Stroke rehabilitation researchers have developed ViaTherapy, an app that aims to assist occupational therapists and physiotherapists in their decision-making regarding treatment for patients with arm impairments due to stroke.

During a 5-year process, researchers co-led by Drs Mark Bayley—medical director, Brain and Spinal Cord Rehab Program, Toronto Rehab—and Steven Wolf, from Emory University, developed the app, which translates the Stroke Rehabilitation Guidelines into a decision-making algorithm.

“The right treatment for a patient today may not be the right treatment for them in 3 weeks,” Bayley says, in a media release from University Health Network. “We tried to capture how a clinician should also evolve therapy to involve new treatments depending on how far along the patient is in their recovery.”

ViaTherapy’s algorithm considers information submitted by a clinician and offers a list of suggestions regarding which rehabilitation exercises would be best to promote progress within the patient.

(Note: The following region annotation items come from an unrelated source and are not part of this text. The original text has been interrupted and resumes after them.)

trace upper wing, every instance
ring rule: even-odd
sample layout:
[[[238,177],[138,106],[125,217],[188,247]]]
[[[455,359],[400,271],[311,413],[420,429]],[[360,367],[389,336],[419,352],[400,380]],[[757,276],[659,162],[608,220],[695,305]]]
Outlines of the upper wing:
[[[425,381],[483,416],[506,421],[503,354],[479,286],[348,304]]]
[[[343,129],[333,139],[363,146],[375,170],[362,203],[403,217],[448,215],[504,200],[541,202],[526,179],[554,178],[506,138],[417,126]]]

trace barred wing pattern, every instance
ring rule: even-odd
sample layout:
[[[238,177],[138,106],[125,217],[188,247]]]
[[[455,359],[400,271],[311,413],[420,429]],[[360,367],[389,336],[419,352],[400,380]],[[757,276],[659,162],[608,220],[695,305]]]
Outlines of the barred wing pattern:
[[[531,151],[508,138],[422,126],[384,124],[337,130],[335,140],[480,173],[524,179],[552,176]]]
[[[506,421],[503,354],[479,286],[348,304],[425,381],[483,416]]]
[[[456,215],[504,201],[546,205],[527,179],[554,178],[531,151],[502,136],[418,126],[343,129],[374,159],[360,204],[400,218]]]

The app is available only for stroke patients with upper extremity movement loss. However, Bayley hopes to one day expand it to other areas of rehabilitation medicine.

“This type of application has the potential to support clinicians who work with patients with Multiple Sclerosis, spinal cord injury, and many other conditions that limit movement,” he says. “In order to give the patient the best treatment available, this is how rehabilitation medicine should present its guidelines.”

ViaTherapy is available for free in Apples App Store and Google Play for Android.